The link between Salary and Importance.
When looking for a job, I will always check the salary range first. If there is no salary range, I’ll not even open the job description. Why waste time on a company that clearly has no intention of being upfront and open with me? Why waste my time on a job that probably pays poorly?
The other day I overheard a conversation at work. We are hiring and need to draw up some job advertisements. A consultant was hired to help us think about nice job descriptions and the feeling we want to get across to a potential candidate. To people who have a real job, all this talk about getting the feeling across and job descriptions sounds like a lot of hog wash. Just tell people what you will pay and what you want from them, and of course, if salary alone isn’t justifying somebody’s input alone, tell them about the free fruit and high-quality coffee for example.

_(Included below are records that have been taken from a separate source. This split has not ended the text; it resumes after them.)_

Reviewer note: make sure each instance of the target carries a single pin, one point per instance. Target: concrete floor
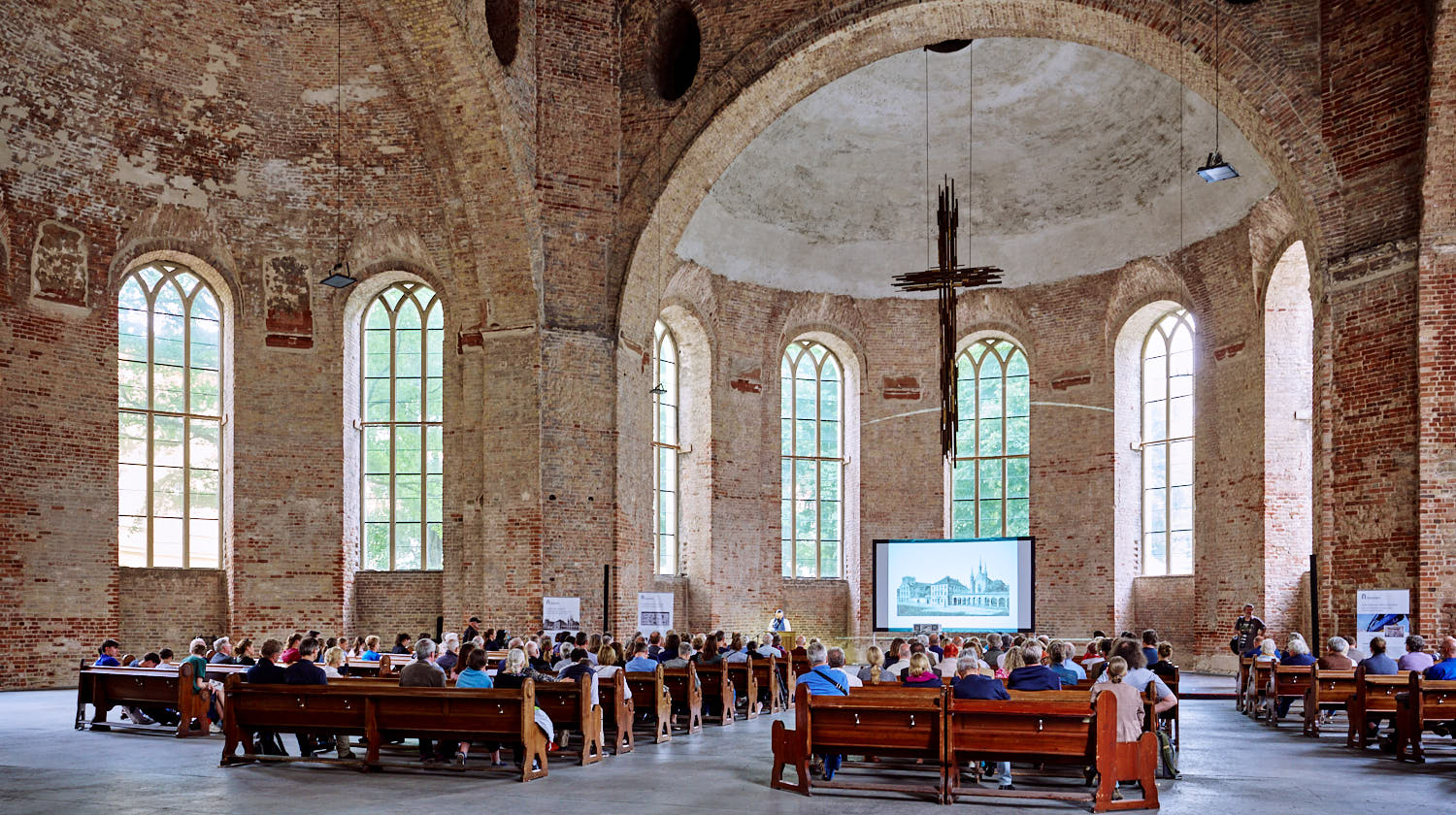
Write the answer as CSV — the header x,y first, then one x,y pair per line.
x,y
1228,763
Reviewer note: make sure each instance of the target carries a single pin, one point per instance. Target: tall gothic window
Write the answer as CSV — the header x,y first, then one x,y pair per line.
x,y
812,460
169,367
402,439
1168,445
664,451
990,483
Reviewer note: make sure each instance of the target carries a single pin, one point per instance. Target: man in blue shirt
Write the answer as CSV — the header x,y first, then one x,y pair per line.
x,y
1446,668
641,663
1033,675
821,680
1379,663
972,684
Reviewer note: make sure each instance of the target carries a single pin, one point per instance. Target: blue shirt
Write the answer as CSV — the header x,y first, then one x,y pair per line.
x,y
977,686
821,683
474,678
1033,677
1443,669
1380,664
641,664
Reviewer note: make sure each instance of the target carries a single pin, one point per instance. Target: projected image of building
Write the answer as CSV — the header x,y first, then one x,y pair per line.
x,y
978,597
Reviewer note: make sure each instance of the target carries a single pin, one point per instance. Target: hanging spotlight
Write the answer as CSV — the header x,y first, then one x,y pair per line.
x,y
1216,169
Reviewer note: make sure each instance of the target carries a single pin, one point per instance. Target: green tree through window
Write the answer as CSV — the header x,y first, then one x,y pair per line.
x,y
169,370
990,479
812,460
402,408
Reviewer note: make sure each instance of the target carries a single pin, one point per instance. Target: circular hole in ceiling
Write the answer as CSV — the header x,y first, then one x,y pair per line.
x,y
503,20
678,46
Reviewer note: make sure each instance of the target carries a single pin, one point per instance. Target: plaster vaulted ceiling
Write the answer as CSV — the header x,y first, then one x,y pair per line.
x,y
1076,171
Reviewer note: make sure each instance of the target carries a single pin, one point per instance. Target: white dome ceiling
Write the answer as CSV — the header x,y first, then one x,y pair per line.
x,y
1076,172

When I mentioned this to a friend, I told him I could never do such a silly thing as that consultant was doing. I could never sit at a table and talk for two hours with a straight face about how a job description should make somebody feel. Unless it paid a lot. I mean a lot a lot. If it really paid buckets of money, I could probably silence that voice inside that told me I wasn’t adding value to humanity, or making the world more beautiful, or even helping a company make next quarters numbers look better.
And then something clicked for me.
Something I’ve been wondering about for a long time. Why do the most bullshitish jobs pay the best? It’s because they must! How else can anybody be convinced to come and do the work that they, their family and friends and all their colleagues know is nonsense? They can only be persuaded to do the useless work if, and only if their inner voice is silenced by lots of money.
The lesson here? Next time you meet a consultant, don’t look down on them for doing nonsense work.
A little sidetrack here: how can you spot workers who add no value to the world? It’s simple really, once you realize they get paid the highest salaries. They will look the part. Their car will be unnecessarily bulky and shiny and so will their clothes. They must compensate for so much, after all.
So, when you are forced to interact with them, don’t make them feel bad. If they want to talk about how to increase shareholder value, just give them your list of 13 things you think the company can save money and time on and tell them to read through it and only come back with questions. This way they can feel important (they have something of substance to read) and your valuable time is saved. If they are paid enough (if their inner voice is silenced) they might even use your list and claim it as their own.
That a win-win. Your time isn’t wasted and maybe your company will also prosper more, because bosses tend to listen to highly paid consultants, at least as long as they are within eyesight.
If you aren’t sure if this article is very serious advice, or a sarcastic piece of inner life of a desk jock, then my point came across well enough. We live in a deeply sinical world. If we take ourselves too seriously or see our jobs as important, our mental health will suffer.
Also, if anybody wants to hire me as a public speaker, it’s just € 200 per hour plus travel expenses.